US 11,855,849 B1
Artificial intelligence based self-organizing event-action management system for large-scale networks
Melissa Elaine Davis, Edmonds, WA (US); Renaud Bordelet, Dublin (FR); Charles Alexander Carman, Seattle, WA (US); David Elfi, Bothell, WA (US); Anton Vladilenovich Goldberg, San Jose, CA (US); Kyle Bradley Peterson, Seattle, WA (US); and Christopher Allen Suver, Seattle, WA (US)
Assigned to Amazon Technologies, Inc., Seattle, WA (US)
Filed by Amazon Technologies, Inc., Seattle, WA (US)
Filed on Sep. 26, 2017, as Appl. No. 15/716,201.
Int. Cl. H04L 41/12 (2022.01); G06N 20/00 (2019.01); G06N 5/046 (2023.01); H04L 67/12 (2022.01)

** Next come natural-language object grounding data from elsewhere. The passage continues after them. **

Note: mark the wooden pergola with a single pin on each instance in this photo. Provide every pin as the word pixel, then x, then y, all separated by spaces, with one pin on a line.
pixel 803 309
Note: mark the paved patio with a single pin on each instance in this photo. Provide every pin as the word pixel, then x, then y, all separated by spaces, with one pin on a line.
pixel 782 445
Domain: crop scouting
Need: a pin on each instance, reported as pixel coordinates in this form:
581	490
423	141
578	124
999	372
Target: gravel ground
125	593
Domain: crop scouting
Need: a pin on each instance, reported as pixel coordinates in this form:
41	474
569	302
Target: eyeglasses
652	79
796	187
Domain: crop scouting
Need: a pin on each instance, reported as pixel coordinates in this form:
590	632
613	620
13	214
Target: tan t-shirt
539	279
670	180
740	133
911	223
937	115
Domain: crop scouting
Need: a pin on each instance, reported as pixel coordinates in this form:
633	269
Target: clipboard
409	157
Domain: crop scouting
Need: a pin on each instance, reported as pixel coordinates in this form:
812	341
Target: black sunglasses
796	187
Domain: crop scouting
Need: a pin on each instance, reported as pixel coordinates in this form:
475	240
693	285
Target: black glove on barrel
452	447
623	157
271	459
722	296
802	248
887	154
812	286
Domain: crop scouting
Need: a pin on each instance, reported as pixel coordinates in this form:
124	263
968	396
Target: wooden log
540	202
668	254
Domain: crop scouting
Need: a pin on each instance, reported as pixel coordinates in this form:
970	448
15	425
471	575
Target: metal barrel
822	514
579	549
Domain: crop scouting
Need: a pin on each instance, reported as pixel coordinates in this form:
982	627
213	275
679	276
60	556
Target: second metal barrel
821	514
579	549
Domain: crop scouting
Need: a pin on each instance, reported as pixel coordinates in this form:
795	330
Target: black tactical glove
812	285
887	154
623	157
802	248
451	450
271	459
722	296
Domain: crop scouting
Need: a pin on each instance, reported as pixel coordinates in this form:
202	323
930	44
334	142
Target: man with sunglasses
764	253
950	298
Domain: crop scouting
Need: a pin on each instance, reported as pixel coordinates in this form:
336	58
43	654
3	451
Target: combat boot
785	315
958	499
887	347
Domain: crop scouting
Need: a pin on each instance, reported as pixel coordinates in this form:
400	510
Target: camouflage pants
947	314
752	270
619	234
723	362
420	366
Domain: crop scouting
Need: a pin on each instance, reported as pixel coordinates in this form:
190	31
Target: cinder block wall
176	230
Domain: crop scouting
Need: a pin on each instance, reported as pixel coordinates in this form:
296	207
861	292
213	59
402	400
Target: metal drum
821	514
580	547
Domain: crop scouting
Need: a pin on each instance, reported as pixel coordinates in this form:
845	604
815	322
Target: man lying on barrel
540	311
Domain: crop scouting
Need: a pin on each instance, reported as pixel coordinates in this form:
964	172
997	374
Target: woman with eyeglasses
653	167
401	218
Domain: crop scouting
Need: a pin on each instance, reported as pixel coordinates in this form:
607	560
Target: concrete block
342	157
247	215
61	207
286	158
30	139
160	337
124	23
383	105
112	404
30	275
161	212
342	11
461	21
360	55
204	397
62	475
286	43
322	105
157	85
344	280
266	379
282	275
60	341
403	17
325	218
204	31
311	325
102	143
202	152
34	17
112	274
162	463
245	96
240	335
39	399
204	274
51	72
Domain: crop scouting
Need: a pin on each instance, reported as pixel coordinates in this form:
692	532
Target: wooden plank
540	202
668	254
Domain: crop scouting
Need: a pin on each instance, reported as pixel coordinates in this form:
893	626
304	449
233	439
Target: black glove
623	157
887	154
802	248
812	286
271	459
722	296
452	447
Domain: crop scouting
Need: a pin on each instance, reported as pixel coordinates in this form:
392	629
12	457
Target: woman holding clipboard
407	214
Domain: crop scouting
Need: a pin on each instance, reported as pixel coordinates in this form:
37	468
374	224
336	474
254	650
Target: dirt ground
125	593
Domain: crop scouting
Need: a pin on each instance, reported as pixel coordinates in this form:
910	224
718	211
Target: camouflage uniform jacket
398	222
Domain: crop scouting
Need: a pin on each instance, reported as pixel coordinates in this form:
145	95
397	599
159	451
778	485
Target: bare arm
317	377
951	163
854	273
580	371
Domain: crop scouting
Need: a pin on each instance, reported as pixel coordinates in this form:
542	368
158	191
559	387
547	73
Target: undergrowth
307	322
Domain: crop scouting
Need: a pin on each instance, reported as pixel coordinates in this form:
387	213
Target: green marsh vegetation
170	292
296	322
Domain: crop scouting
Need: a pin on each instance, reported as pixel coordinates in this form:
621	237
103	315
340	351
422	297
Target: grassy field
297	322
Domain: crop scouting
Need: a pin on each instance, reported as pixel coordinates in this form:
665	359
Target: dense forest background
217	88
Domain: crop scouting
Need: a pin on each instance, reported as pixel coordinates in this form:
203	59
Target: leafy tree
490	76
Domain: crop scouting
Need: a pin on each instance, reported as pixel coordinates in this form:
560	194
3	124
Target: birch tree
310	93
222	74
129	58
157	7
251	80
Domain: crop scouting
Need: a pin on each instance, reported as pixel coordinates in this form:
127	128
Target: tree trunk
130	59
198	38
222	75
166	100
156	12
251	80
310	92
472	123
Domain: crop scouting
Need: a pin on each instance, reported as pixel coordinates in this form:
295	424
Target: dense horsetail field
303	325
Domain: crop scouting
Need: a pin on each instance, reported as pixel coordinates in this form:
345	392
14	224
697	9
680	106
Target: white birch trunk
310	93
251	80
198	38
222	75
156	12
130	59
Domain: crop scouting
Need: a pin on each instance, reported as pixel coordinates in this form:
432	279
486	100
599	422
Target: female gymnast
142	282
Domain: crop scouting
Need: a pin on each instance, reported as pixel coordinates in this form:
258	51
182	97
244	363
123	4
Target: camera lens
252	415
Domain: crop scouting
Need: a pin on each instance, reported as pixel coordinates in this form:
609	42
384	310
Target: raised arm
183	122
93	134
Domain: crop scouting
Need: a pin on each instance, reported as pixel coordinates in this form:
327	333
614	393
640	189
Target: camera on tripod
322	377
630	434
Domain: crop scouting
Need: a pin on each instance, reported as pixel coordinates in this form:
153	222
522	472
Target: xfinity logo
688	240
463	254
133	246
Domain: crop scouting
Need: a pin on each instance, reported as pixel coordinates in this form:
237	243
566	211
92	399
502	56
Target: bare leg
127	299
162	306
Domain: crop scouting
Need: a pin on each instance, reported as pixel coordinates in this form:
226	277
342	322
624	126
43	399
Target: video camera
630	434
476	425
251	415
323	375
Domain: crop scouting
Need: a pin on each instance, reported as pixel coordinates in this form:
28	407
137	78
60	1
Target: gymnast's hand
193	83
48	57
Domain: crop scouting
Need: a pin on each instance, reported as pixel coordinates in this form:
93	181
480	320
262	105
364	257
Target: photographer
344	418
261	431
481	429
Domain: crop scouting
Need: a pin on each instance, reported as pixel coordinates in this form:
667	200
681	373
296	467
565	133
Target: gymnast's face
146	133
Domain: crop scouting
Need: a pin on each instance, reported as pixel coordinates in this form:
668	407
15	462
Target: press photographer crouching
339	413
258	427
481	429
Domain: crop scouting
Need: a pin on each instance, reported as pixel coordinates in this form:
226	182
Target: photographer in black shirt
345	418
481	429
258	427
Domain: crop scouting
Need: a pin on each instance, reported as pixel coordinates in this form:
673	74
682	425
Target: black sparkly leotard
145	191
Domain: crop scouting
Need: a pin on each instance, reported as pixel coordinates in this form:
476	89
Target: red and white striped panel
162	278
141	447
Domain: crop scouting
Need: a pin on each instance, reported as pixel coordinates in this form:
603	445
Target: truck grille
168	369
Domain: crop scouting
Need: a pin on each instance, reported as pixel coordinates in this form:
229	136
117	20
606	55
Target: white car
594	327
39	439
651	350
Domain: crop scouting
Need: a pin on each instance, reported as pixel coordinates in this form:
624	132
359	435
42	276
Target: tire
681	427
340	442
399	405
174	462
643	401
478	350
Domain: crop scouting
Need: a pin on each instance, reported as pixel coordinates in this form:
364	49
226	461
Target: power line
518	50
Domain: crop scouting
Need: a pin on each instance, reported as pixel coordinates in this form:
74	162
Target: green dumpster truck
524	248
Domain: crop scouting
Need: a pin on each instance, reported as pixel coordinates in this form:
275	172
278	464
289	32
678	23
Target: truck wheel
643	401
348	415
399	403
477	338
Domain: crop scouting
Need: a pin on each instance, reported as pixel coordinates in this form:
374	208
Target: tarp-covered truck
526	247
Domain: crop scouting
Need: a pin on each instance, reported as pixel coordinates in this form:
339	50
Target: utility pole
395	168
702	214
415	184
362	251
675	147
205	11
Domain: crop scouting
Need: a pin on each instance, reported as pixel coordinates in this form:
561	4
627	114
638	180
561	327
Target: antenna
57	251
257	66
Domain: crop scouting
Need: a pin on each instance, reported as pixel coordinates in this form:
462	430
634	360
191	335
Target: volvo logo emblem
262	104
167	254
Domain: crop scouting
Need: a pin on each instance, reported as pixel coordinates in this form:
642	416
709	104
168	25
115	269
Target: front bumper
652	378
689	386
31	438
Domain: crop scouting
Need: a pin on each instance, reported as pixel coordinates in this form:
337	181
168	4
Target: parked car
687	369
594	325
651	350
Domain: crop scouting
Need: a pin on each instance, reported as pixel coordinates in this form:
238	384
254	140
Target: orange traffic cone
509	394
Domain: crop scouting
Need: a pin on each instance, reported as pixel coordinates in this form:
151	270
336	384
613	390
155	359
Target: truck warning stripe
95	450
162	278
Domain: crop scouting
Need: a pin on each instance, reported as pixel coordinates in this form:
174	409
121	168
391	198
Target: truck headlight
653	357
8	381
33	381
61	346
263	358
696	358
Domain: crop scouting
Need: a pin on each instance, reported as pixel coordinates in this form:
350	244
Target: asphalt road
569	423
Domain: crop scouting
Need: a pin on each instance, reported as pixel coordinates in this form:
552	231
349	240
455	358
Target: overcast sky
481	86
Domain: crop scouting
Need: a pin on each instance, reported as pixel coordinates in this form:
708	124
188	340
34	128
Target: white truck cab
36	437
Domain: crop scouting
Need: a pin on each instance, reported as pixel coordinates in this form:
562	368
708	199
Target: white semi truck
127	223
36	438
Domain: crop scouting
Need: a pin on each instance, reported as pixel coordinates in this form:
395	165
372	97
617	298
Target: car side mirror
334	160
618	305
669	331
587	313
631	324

CPC H04L 41/12 (2013.01) [G06N 5/046 (2013.01); G06N 20/00 (2019.01); H04L 67/12 (2013.01)] 20 Claims
OG exemplary drawing
 
1. An artificial intelligence-based system for resource management of a network, comprising:
one or more computing devices comprising one or more processors that implement a collection of rule processing units organized into a plurality of layers, including (a) a leaf layer comprising a plurality of rule processing units and (b) at least one non-leaf layer comprising one or more rule processing units, wherein an individual rule processing unit is implemented at one or more of the one or more computing devices,
wherein a first rule processing unit of the leaf layer is configured to:
receive an indication of a first rule set to be implemented at the first rule processing unit in response to observations collected from one or more sensors associated with a particular monitored device of the network;
apply a rule of the first rule set to a first observation generated by a first sensor of the one or more sensors, wherein application of the first rule results in an initiation of a first corrective action;
cause a first set of metadata comprising respective indications of (a) the first observation and (b) the first corrective action to be stored at one or more data stores; and
in response to a determination, based at least in part on a second observation generated by the first sensor after the first corrective action has been initiated, that the initiated first corrective action did not meet a success criterion, transmit an escalation message to at least one rule processing unit at a non-leaf layer that is hierarchically above the leaf layer; and
wherein the at least one rule processing unit at the non-leaf layer is configured to determine, responsive to receipt of the escalation message from the first rule processing unit of the leaf layer, whether an additional corrective action should be initiated; and
one or more event-action record analyzers implemented at one or more other computing devices separate from the one or more computing devices that implement the collection of rule processing units, the one or more event-action record analyzers including a first event-action analyzer configured to:
identify an input data set for one or more machine learning models trained to evaluate rule sets, wherein the input data set comprises a plurality of sets of metadata generated at the collection of rule processing units, including the first set of metadata stored at the one or more data stores by the first rule processing unit of the leaf layer, wherein the first set of metadata is based on the application by the first rule processing unit of the rule of the first rule set to the first observation;
identify, using the input data set including the first set of metadata obtained from the one or more data stores, and using the one or more machine learning models, one or more rule modification recommendations including a first rule modification recommendation to modify the rule applied to the first observations; and
cause the first rule modification recommendation to be propagated to one or more rule processing units in the plurality of layers of the collection.